Description of several “barcodes” related to proteins to be tested in vivo.

“The way it works is to attach more protein, our protein barcode, and that makes it possible to track the protein and we can track it wherever it goes in the system,” Kuznetsov said. Instead of confirming laboratory tests, “it is better to inform design. There is a lot of AI and machine learning development, a lot of design on the computer. We focus on a specific cancer target, we determine what is on the cancer cells and what the cancer cells are, and in particular where the cancer cells are going to go – and we don’t go anywhere else.

The problem here is that at this stage you will see a thousand different proteins, each of which can be distinguished from the other by a pair of amino acids, the building blocks that give shape and function of the proteins.

It is the place where the Manifold barcodes come in. Each protein, although identical, acquires a completely unique and distinctive identity when it comes to proprietary DNA conversion. 100 equal molecules enter the mouse, probably 95 do nothing, 3 are associated with cancer and 2 are highly associated. These are 98 molecules that you need to take for further testing.

This screening process removes a lot of uncertainty from the calculation, because you know that this protein actually works in the mammalian system that you plan to make. And this, after a combination of design and low noise, is relatively inexpensive and precisely the first parts of the process.

From left, Manifeld co-founders Gleb Kuznetsov, Shane Lofgren and Pierce Ogden.

The hard part was designing the tags themselves. If you think about it, every little protein barcode should meet a really high bar.

“There is a unit of molecular biology but there are many aspects of computation that can be used to identify these factors. They should also not affect the behavior of the drug, and they should be stable, recognizable, unique and productive, “said Kuznetsov. Coming to the parallel process, he compared it to a change in a computer.

To be clear, this is not about overcharging other companies – Manifold’s goal is to build a fully integrated pharmaceutical company based on this biotech-enhanced experimental approach.
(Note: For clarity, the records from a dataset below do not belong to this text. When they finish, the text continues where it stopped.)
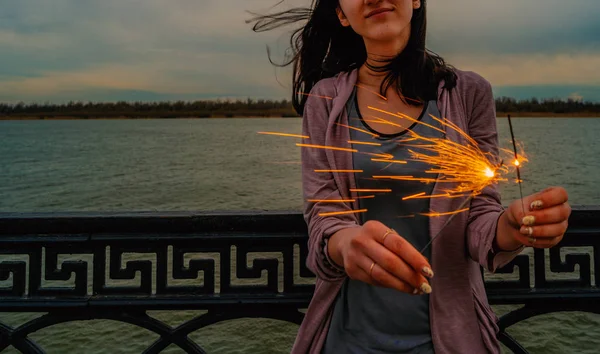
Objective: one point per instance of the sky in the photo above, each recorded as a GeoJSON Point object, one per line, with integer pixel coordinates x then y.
{"type": "Point", "coordinates": [154, 50]}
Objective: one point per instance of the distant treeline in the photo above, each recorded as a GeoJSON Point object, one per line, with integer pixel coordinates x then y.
{"type": "Point", "coordinates": [243, 108]}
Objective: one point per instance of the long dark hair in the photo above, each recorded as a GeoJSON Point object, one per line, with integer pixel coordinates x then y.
{"type": "Point", "coordinates": [323, 48]}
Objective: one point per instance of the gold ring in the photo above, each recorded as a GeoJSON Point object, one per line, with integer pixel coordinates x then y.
{"type": "Point", "coordinates": [389, 231]}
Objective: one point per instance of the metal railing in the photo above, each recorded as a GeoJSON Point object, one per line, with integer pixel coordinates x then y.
{"type": "Point", "coordinates": [107, 281]}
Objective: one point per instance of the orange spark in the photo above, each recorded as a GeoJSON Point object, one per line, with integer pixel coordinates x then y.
{"type": "Point", "coordinates": [343, 212]}
{"type": "Point", "coordinates": [383, 156]}
{"type": "Point", "coordinates": [363, 143]}
{"type": "Point", "coordinates": [326, 147]}
{"type": "Point", "coordinates": [436, 214]}
{"type": "Point", "coordinates": [358, 190]}
{"type": "Point", "coordinates": [390, 161]}
{"type": "Point", "coordinates": [285, 134]}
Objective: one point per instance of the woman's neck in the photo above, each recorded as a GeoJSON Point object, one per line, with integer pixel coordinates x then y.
{"type": "Point", "coordinates": [378, 54]}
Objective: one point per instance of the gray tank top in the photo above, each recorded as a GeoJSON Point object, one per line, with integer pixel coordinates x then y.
{"type": "Point", "coordinates": [366, 318]}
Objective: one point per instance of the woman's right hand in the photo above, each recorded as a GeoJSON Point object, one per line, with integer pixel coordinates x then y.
{"type": "Point", "coordinates": [377, 255]}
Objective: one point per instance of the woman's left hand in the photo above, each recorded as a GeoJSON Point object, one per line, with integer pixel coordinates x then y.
{"type": "Point", "coordinates": [545, 220]}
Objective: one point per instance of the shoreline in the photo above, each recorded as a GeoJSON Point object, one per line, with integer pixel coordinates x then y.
{"type": "Point", "coordinates": [228, 116]}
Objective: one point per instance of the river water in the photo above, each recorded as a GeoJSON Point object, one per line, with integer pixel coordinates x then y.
{"type": "Point", "coordinates": [223, 164]}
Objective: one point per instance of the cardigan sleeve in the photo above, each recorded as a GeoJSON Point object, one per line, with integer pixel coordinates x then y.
{"type": "Point", "coordinates": [486, 208]}
{"type": "Point", "coordinates": [321, 186]}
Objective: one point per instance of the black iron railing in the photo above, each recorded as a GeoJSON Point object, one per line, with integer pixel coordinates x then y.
{"type": "Point", "coordinates": [109, 281]}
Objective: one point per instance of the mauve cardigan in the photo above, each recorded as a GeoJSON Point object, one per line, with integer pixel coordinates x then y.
{"type": "Point", "coordinates": [461, 318]}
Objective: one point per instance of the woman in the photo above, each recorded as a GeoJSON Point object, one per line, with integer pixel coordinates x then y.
{"type": "Point", "coordinates": [375, 292]}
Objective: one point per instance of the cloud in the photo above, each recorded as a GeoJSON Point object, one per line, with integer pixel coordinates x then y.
{"type": "Point", "coordinates": [538, 69]}
{"type": "Point", "coordinates": [73, 49]}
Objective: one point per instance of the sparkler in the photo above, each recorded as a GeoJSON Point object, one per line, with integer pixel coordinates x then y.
{"type": "Point", "coordinates": [463, 168]}
{"type": "Point", "coordinates": [512, 136]}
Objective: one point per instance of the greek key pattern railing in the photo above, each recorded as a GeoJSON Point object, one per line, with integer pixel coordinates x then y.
{"type": "Point", "coordinates": [120, 266]}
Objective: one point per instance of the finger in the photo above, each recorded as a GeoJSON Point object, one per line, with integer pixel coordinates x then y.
{"type": "Point", "coordinates": [539, 242]}
{"type": "Point", "coordinates": [371, 273]}
{"type": "Point", "coordinates": [553, 215]}
{"type": "Point", "coordinates": [544, 231]}
{"type": "Point", "coordinates": [547, 198]}
{"type": "Point", "coordinates": [401, 247]}
{"type": "Point", "coordinates": [397, 267]}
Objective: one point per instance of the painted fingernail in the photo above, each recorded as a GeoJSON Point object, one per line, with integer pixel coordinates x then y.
{"type": "Point", "coordinates": [526, 230]}
{"type": "Point", "coordinates": [427, 272]}
{"type": "Point", "coordinates": [528, 220]}
{"type": "Point", "coordinates": [536, 204]}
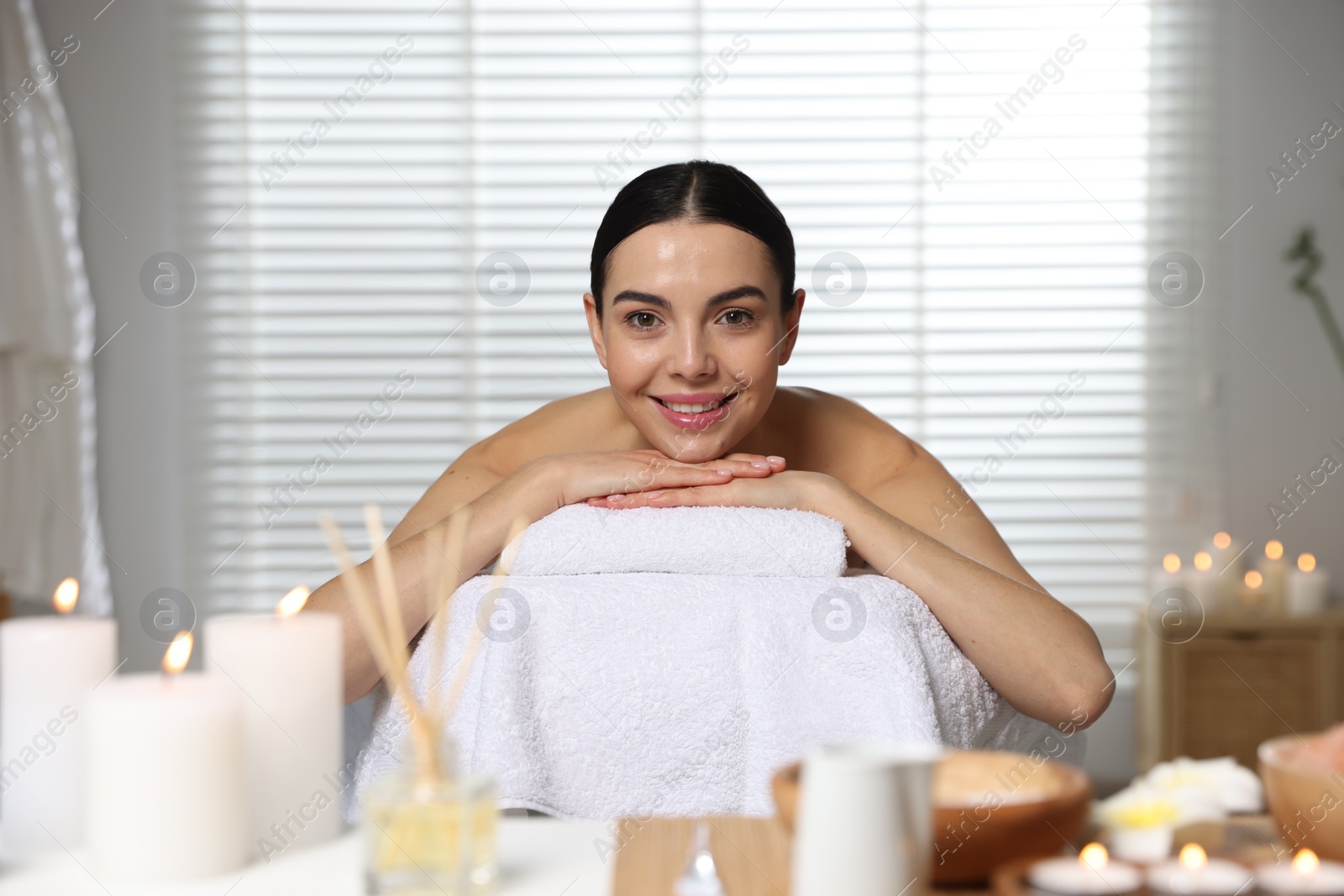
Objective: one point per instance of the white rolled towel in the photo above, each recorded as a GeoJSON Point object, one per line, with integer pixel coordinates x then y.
{"type": "Point", "coordinates": [694, 540]}
{"type": "Point", "coordinates": [598, 694]}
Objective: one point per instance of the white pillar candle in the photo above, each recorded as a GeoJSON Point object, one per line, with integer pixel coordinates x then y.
{"type": "Point", "coordinates": [1229, 555]}
{"type": "Point", "coordinates": [1092, 873]}
{"type": "Point", "coordinates": [1304, 876]}
{"type": "Point", "coordinates": [288, 667]}
{"type": "Point", "coordinates": [49, 665]}
{"type": "Point", "coordinates": [1205, 584]}
{"type": "Point", "coordinates": [1196, 873]}
{"type": "Point", "coordinates": [1307, 589]}
{"type": "Point", "coordinates": [165, 775]}
{"type": "Point", "coordinates": [1168, 575]}
{"type": "Point", "coordinates": [1274, 571]}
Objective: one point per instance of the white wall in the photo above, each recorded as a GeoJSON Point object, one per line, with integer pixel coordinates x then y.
{"type": "Point", "coordinates": [118, 97]}
{"type": "Point", "coordinates": [1270, 436]}
{"type": "Point", "coordinates": [118, 94]}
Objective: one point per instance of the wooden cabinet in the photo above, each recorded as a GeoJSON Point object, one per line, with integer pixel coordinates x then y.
{"type": "Point", "coordinates": [1236, 684]}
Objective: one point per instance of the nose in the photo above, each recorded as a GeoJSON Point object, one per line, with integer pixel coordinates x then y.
{"type": "Point", "coordinates": [692, 356]}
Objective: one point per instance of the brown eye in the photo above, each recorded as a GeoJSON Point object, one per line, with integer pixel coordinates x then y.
{"type": "Point", "coordinates": [642, 320]}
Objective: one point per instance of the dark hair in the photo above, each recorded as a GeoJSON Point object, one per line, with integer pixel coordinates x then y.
{"type": "Point", "coordinates": [698, 191]}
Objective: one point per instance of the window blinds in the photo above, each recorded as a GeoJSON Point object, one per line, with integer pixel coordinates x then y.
{"type": "Point", "coordinates": [393, 207]}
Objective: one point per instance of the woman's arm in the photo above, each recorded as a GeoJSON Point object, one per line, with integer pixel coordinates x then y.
{"type": "Point", "coordinates": [1038, 653]}
{"type": "Point", "coordinates": [528, 493]}
{"type": "Point", "coordinates": [1035, 652]}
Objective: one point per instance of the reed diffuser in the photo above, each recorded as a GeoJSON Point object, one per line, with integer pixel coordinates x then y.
{"type": "Point", "coordinates": [429, 828]}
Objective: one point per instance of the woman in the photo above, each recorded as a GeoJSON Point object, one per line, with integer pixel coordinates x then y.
{"type": "Point", "coordinates": [691, 315]}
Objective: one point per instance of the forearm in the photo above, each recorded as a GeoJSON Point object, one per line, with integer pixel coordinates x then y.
{"type": "Point", "coordinates": [1041, 656]}
{"type": "Point", "coordinates": [490, 517]}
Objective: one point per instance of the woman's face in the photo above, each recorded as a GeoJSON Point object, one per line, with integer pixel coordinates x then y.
{"type": "Point", "coordinates": [691, 335]}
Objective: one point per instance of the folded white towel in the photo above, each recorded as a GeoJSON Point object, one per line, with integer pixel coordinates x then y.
{"type": "Point", "coordinates": [580, 539]}
{"type": "Point", "coordinates": [636, 694]}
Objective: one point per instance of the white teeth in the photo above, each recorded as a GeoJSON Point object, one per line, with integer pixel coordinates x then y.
{"type": "Point", "coordinates": [692, 409]}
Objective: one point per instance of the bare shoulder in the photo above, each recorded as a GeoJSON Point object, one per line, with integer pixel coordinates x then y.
{"type": "Point", "coordinates": [847, 441]}
{"type": "Point", "coordinates": [551, 429]}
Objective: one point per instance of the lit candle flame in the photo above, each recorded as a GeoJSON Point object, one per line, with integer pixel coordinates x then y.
{"type": "Point", "coordinates": [66, 595]}
{"type": "Point", "coordinates": [292, 602]}
{"type": "Point", "coordinates": [178, 653]}
{"type": "Point", "coordinates": [1193, 857]}
{"type": "Point", "coordinates": [1093, 856]}
{"type": "Point", "coordinates": [1305, 862]}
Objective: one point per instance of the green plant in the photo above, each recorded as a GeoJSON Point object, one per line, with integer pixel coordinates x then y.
{"type": "Point", "coordinates": [1304, 250]}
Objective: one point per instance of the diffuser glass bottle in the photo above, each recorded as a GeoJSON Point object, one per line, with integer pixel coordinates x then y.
{"type": "Point", "coordinates": [430, 829]}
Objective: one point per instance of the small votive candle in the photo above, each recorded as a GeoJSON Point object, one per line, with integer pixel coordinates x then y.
{"type": "Point", "coordinates": [1305, 875]}
{"type": "Point", "coordinates": [1195, 872]}
{"type": "Point", "coordinates": [1307, 587]}
{"type": "Point", "coordinates": [1093, 873]}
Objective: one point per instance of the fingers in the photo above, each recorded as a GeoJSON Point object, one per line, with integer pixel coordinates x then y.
{"type": "Point", "coordinates": [658, 497]}
{"type": "Point", "coordinates": [750, 465]}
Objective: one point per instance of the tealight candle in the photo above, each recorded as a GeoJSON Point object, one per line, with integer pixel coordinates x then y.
{"type": "Point", "coordinates": [49, 665]}
{"type": "Point", "coordinates": [1304, 876]}
{"type": "Point", "coordinates": [289, 667]}
{"type": "Point", "coordinates": [1253, 595]}
{"type": "Point", "coordinates": [1307, 589]}
{"type": "Point", "coordinates": [1090, 875]}
{"type": "Point", "coordinates": [1169, 574]}
{"type": "Point", "coordinates": [165, 774]}
{"type": "Point", "coordinates": [1195, 872]}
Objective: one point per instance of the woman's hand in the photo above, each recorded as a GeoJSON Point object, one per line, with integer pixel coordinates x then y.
{"type": "Point", "coordinates": [793, 490]}
{"type": "Point", "coordinates": [578, 476]}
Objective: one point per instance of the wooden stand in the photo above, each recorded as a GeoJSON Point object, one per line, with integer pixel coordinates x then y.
{"type": "Point", "coordinates": [1238, 683]}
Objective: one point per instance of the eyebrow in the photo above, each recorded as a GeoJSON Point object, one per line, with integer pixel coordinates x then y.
{"type": "Point", "coordinates": [730, 296]}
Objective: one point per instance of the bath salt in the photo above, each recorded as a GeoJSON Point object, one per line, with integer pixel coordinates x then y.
{"type": "Point", "coordinates": [1324, 752]}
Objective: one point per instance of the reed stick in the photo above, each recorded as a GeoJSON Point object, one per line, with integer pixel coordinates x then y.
{"type": "Point", "coordinates": [423, 736]}
{"type": "Point", "coordinates": [501, 575]}
{"type": "Point", "coordinates": [454, 544]}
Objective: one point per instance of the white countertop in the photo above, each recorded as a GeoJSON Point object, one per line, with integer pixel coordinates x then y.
{"type": "Point", "coordinates": [538, 857]}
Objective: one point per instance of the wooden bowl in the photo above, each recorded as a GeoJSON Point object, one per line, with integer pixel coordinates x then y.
{"type": "Point", "coordinates": [1301, 794]}
{"type": "Point", "coordinates": [990, 809]}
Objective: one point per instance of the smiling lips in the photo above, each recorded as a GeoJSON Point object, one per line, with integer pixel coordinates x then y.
{"type": "Point", "coordinates": [694, 410]}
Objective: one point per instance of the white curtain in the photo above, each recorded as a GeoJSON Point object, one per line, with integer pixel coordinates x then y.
{"type": "Point", "coordinates": [49, 508]}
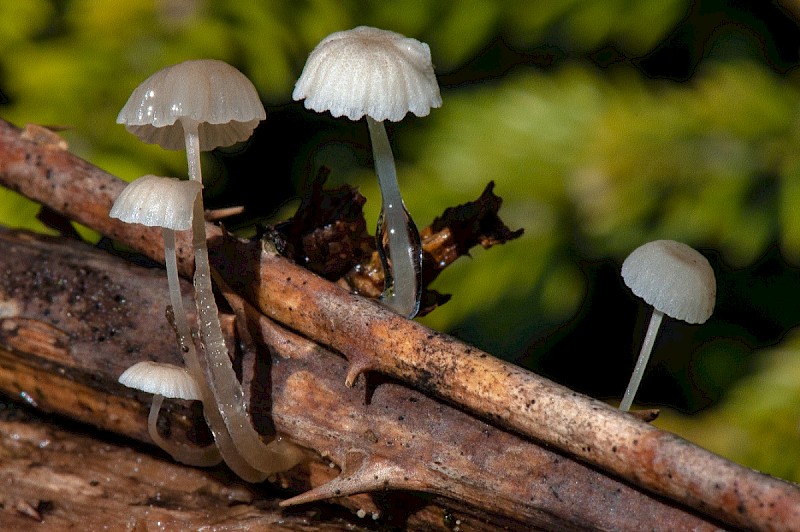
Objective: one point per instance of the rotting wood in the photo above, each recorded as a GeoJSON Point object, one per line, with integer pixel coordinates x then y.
{"type": "Point", "coordinates": [409, 440]}
{"type": "Point", "coordinates": [374, 339]}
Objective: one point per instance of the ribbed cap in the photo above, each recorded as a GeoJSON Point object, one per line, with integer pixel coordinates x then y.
{"type": "Point", "coordinates": [368, 71]}
{"type": "Point", "coordinates": [157, 202]}
{"type": "Point", "coordinates": [162, 379]}
{"type": "Point", "coordinates": [223, 102]}
{"type": "Point", "coordinates": [672, 277]}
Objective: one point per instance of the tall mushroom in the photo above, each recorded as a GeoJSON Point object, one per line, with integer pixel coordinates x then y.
{"type": "Point", "coordinates": [169, 203]}
{"type": "Point", "coordinates": [383, 75]}
{"type": "Point", "coordinates": [675, 280]}
{"type": "Point", "coordinates": [201, 105]}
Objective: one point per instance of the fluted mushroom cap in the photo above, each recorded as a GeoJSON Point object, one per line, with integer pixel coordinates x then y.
{"type": "Point", "coordinates": [369, 71]}
{"type": "Point", "coordinates": [157, 202]}
{"type": "Point", "coordinates": [672, 277]}
{"type": "Point", "coordinates": [212, 93]}
{"type": "Point", "coordinates": [163, 379]}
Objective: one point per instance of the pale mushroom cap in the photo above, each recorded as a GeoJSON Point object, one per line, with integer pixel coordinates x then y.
{"type": "Point", "coordinates": [672, 277]}
{"type": "Point", "coordinates": [157, 202]}
{"type": "Point", "coordinates": [162, 379]}
{"type": "Point", "coordinates": [212, 93]}
{"type": "Point", "coordinates": [368, 71]}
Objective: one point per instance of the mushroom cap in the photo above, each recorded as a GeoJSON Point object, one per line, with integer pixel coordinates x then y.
{"type": "Point", "coordinates": [222, 101]}
{"type": "Point", "coordinates": [369, 71]}
{"type": "Point", "coordinates": [157, 202]}
{"type": "Point", "coordinates": [162, 379]}
{"type": "Point", "coordinates": [672, 277]}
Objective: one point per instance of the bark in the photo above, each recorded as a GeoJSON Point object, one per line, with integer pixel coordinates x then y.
{"type": "Point", "coordinates": [372, 338]}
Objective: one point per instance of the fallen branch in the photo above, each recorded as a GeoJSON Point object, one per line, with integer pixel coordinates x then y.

Manifold Bio staff works in their wet lab.

“We are going from end to end,” Kuznetsov said. “We have made the drugs at home, we have emptied those molecules, put them in vivo tests, and they will soon be in clinical trials.”

Their seed cycle is to build the foundation and showcase the work of technology – what it has done so far. The $ 40 MA round is about to start the most expensive and standardized clinical trial. The company is currently focusing on cancer, because this is not only a big risk, but also a good correlation with the types of drugs that are undergoing this process.

The company is run by Kuznetsov and its co-founders, but genetic pioneer George Church helped start and build the company. He is currently a counselor.

The new round of funding was led by Triatomic Capital, with new investors from Part 32, FPV Ventures, Horizons Ventures and Tencent and existing investors PlayPlay Global, 50 years and fast with the participation of Gettilb.